As the recipients of Jesus’ advice and followers of his ways of peace and justice, we are challenged then to embody this understanding of what it means to “turn the other cheek” and ‘give up our shirt, too’ in our lives and our work. We can do that by always looking for new ways to creatively, actively, and nonviolently challenge systems of exploitation and oppression that cause poverty, inequality, and environmental destruction. We can do this by standing up for someone when we witness unfair treatment.
This is in no way an easy option, but a radical alternative. Again Jesus turns upside down the typical ways of behaviour and challenges us to act differently. As Jesus’ example demonstrates, even when we may feel that we have no social, political, or economic power, we can still find ways to stand our ground, take control of the power dynamic, and cause people in power to see us in a new light without using violence.

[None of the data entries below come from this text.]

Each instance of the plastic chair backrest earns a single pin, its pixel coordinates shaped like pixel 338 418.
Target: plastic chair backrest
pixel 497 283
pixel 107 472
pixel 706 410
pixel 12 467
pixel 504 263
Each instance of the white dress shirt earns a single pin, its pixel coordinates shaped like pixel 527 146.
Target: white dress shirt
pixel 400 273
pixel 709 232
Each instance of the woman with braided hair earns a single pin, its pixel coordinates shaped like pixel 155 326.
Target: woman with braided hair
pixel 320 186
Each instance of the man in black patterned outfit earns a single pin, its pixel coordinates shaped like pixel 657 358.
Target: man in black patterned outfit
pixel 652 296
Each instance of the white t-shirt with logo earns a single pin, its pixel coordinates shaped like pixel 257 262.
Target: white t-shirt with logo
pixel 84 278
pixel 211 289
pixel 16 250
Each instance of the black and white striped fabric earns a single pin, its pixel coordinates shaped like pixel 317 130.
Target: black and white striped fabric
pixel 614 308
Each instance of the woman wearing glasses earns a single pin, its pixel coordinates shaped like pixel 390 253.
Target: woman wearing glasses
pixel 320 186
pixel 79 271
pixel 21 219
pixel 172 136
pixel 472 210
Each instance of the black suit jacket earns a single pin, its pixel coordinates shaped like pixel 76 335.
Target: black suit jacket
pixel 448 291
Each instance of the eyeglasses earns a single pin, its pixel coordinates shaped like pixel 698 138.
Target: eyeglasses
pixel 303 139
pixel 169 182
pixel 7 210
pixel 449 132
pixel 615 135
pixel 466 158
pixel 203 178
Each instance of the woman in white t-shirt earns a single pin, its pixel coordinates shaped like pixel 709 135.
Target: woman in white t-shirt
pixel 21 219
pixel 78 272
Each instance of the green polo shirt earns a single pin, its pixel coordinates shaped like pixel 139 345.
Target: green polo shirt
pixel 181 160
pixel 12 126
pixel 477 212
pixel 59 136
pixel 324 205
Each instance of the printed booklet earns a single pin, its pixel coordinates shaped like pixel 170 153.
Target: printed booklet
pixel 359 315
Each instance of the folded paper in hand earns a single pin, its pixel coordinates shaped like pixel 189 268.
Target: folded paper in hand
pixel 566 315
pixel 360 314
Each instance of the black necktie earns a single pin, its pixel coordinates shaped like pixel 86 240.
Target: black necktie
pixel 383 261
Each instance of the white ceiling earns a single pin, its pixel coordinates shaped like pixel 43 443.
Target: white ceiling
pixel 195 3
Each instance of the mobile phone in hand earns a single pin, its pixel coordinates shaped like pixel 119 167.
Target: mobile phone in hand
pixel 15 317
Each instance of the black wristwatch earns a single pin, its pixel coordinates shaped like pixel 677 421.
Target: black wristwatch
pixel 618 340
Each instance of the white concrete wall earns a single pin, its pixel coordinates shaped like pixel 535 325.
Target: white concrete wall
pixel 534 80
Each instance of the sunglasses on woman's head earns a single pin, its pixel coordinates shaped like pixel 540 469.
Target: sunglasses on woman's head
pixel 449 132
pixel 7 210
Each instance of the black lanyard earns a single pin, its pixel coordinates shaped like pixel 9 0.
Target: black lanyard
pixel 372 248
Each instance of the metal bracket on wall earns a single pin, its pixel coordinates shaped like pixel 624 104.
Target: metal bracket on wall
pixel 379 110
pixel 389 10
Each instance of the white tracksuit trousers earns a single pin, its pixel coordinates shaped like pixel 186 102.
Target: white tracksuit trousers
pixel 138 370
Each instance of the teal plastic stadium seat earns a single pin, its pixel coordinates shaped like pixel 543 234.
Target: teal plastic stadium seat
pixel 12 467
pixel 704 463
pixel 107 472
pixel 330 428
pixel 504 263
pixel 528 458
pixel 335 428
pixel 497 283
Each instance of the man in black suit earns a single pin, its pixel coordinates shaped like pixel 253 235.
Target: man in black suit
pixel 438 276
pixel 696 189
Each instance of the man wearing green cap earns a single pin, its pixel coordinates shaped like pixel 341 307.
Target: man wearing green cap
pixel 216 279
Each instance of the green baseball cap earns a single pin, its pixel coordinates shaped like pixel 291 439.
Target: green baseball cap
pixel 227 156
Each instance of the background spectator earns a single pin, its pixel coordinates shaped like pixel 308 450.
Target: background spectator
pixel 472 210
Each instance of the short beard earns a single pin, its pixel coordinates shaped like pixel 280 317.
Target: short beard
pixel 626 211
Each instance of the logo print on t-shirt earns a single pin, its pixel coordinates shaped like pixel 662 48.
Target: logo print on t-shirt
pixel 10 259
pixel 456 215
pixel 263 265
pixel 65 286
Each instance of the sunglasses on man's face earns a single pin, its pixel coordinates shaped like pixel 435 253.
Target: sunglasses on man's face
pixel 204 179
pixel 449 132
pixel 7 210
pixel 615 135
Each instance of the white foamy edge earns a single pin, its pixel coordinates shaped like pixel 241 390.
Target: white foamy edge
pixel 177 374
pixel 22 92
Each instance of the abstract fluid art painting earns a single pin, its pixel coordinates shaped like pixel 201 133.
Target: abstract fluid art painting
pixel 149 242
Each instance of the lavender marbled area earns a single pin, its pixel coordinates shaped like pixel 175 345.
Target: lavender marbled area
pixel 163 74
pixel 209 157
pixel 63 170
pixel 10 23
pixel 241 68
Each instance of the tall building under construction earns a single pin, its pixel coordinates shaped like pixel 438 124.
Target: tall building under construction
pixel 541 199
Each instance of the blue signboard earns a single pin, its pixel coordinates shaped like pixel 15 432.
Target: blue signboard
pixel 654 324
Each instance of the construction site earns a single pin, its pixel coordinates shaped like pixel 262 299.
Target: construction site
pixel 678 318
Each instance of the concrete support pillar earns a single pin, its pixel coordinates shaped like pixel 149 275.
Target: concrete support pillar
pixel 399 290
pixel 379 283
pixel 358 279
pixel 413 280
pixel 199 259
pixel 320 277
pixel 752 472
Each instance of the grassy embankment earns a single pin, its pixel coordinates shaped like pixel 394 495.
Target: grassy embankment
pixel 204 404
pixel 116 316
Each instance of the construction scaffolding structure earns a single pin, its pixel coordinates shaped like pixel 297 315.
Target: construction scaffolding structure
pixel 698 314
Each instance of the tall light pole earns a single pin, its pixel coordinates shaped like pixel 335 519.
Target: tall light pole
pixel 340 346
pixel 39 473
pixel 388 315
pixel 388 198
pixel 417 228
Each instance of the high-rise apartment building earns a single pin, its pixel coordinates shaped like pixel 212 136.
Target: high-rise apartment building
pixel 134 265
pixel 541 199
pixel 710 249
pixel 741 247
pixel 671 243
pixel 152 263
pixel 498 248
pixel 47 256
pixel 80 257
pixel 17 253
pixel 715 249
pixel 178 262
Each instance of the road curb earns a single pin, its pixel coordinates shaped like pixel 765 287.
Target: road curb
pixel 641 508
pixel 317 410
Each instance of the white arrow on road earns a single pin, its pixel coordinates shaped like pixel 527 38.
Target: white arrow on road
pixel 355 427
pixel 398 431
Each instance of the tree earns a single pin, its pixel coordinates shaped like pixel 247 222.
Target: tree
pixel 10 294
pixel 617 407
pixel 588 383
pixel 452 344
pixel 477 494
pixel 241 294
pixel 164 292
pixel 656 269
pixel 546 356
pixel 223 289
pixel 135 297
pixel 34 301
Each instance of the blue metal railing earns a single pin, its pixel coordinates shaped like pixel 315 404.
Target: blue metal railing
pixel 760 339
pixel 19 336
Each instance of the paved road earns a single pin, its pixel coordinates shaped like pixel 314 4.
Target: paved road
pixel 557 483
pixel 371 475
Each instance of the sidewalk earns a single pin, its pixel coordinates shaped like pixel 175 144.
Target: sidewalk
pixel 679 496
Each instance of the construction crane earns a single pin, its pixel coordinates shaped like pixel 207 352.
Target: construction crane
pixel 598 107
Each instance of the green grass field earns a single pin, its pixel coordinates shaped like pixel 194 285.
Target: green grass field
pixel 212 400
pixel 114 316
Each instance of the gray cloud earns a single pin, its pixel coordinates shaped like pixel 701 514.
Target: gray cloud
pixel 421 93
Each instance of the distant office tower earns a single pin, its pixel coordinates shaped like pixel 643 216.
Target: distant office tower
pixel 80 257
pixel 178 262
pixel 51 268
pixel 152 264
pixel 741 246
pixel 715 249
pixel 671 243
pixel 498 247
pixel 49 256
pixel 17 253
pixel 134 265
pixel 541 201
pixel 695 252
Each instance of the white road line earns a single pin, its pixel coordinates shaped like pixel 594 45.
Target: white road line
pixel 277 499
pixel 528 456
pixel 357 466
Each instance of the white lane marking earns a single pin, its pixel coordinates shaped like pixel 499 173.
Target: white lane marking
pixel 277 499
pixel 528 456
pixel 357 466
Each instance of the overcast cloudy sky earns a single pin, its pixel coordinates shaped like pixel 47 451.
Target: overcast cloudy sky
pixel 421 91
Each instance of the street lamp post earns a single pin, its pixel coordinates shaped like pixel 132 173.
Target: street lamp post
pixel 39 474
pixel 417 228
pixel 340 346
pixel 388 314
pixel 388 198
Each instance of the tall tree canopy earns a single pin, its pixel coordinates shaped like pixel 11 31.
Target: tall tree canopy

As the passage goes on to say, after the advice we are given, it is easy enough to be kind to those who love us and are good to us; the challenge for us as Christians is to go further and to cultivate qualities of compassion, tolerance and forgiveness even when we are far from feeling these things. Easier said than done—but the good news today is that we are not alone in this. This difficult advice given to the disciples and now interpreted for us today was given to a community of followers. If one person’s act of turning the other cheek can effect change – imagine what we can do together to make our world more like the world that Jesus was trying to create, where God’s love and compassion for all is the standard, not the exception.